The 6-foot-5, 220-pound outfielder posted a .337 career batting average with the Golden Eagles. He also hit a school-record 58 home runs in just three seasons. The Twins came calling again this year, but this time cast their lot with Wallner by using the 39th overall pick — a spot in the competitive-balance portion, between the first and second rounds.
Minnesota gave Wallner a $1.8 million signing bonus, and shipped him to the rookie-league level in Elizabethton. He made his pro debut Thursday night, going 1 for 4 with an RBI in the Twins’ 13-6 win over Bluefield.
“It felt good after not seeing pitching for three weeks,” Wallner said. “It was definitely an adjustment. I’m excited to play again (Friday night).”
Wallner said he would tell other high school players who get drafted to believe in themselves.
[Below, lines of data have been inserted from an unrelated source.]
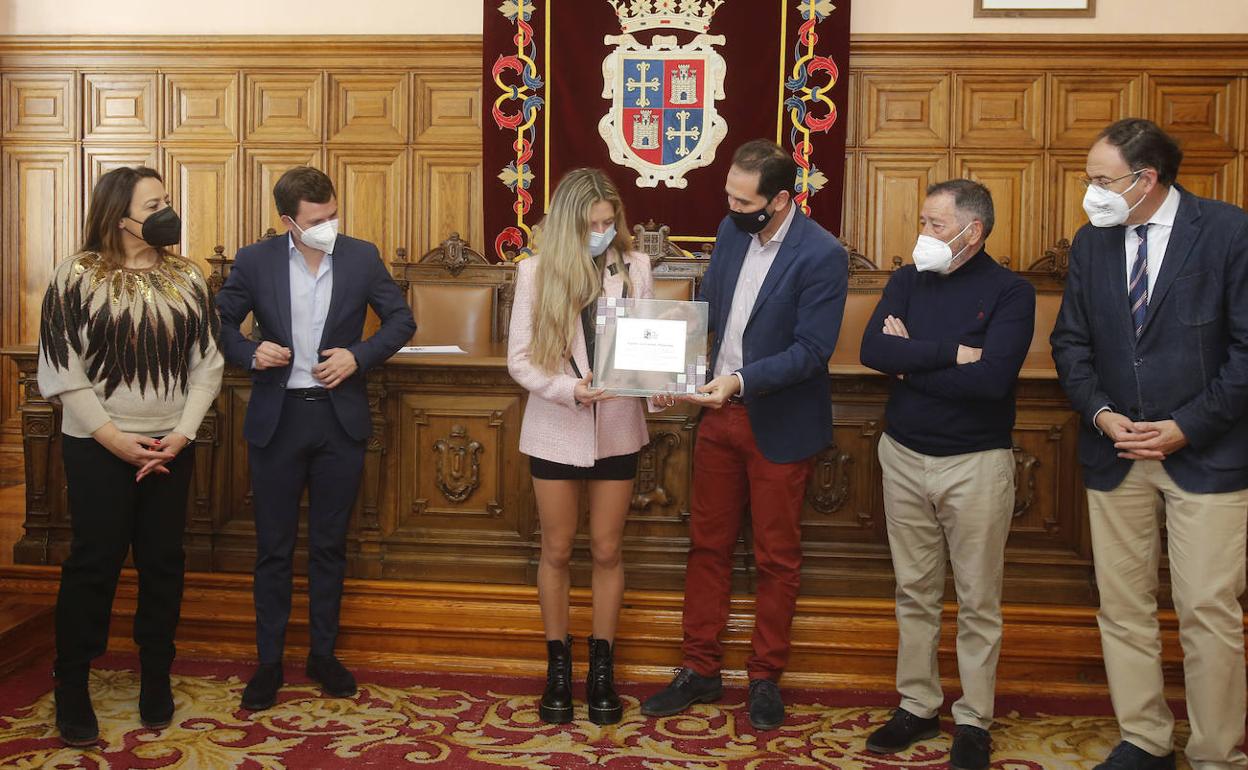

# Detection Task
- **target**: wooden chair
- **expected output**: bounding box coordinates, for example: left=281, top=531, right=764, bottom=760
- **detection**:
left=392, top=232, right=515, bottom=349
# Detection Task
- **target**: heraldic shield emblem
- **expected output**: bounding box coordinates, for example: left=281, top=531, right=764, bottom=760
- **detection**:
left=598, top=0, right=728, bottom=188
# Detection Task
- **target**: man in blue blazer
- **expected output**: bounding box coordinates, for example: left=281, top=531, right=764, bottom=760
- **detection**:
left=1051, top=119, right=1248, bottom=770
left=641, top=140, right=849, bottom=730
left=216, top=166, right=416, bottom=710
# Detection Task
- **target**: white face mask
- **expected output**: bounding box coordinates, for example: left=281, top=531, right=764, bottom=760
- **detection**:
left=291, top=220, right=338, bottom=253
left=1083, top=168, right=1144, bottom=227
left=589, top=225, right=615, bottom=257
left=910, top=221, right=975, bottom=275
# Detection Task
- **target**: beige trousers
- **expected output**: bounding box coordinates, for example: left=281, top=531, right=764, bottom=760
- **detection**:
left=880, top=436, right=1015, bottom=730
left=1088, top=461, right=1248, bottom=770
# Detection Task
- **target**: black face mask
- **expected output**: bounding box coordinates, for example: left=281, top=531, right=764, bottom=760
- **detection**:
left=728, top=198, right=775, bottom=236
left=126, top=206, right=182, bottom=248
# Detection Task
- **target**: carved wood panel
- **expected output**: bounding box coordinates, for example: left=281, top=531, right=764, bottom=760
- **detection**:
left=389, top=392, right=526, bottom=580
left=1047, top=74, right=1143, bottom=150
left=412, top=71, right=480, bottom=146
left=861, top=150, right=948, bottom=268
left=859, top=72, right=951, bottom=147
left=328, top=149, right=408, bottom=265
left=1045, top=152, right=1088, bottom=243
left=243, top=71, right=324, bottom=142
left=163, top=71, right=238, bottom=141
left=242, top=146, right=324, bottom=239
left=82, top=72, right=160, bottom=142
left=953, top=152, right=1045, bottom=270
left=412, top=150, right=485, bottom=253
left=953, top=74, right=1045, bottom=149
left=329, top=72, right=408, bottom=144
left=1178, top=154, right=1244, bottom=206
left=165, top=145, right=240, bottom=275
left=0, top=72, right=79, bottom=141
left=1148, top=75, right=1243, bottom=151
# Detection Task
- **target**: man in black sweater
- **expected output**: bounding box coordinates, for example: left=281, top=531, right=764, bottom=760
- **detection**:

“But I would also say, just do what is best for you,” he said. “It’s different for different people. I felt going to school was my best option, and it definitely is the best option in my opinion.”
Wallner not only earned the type of signing bonus that wasn’t there in 2016, but also got fairly close to graduation.
“I have a little over two semesters left toward a finance degree, so I am a step ahead in that sense,” he said.
The business acumen helps Wallner understand there’s more to baseball than just nine-inning games. It’s a game, but it’s also a job.
“I would say it’s trying to find a happy medium of the two,” Wallner said. “It’s a game, but at the same time you are playing for a job. And at the end of the day, your performances decide who moves on and who doesn’t.”
Wallner said his parents are among the key people who helped him reach professional baseball.
“There are numerous people,” he said. “My parents moved me in the right direction and helped me out as a kid. They were the only reason I was able to go to events and play baseball in the first place.
“Also, it was the coaches, especially at Southern Miss. They definitely set me on the right foot to my next journey in life. So it has been parents, coaches and my teammates. I’ve been surrounded by many good people.”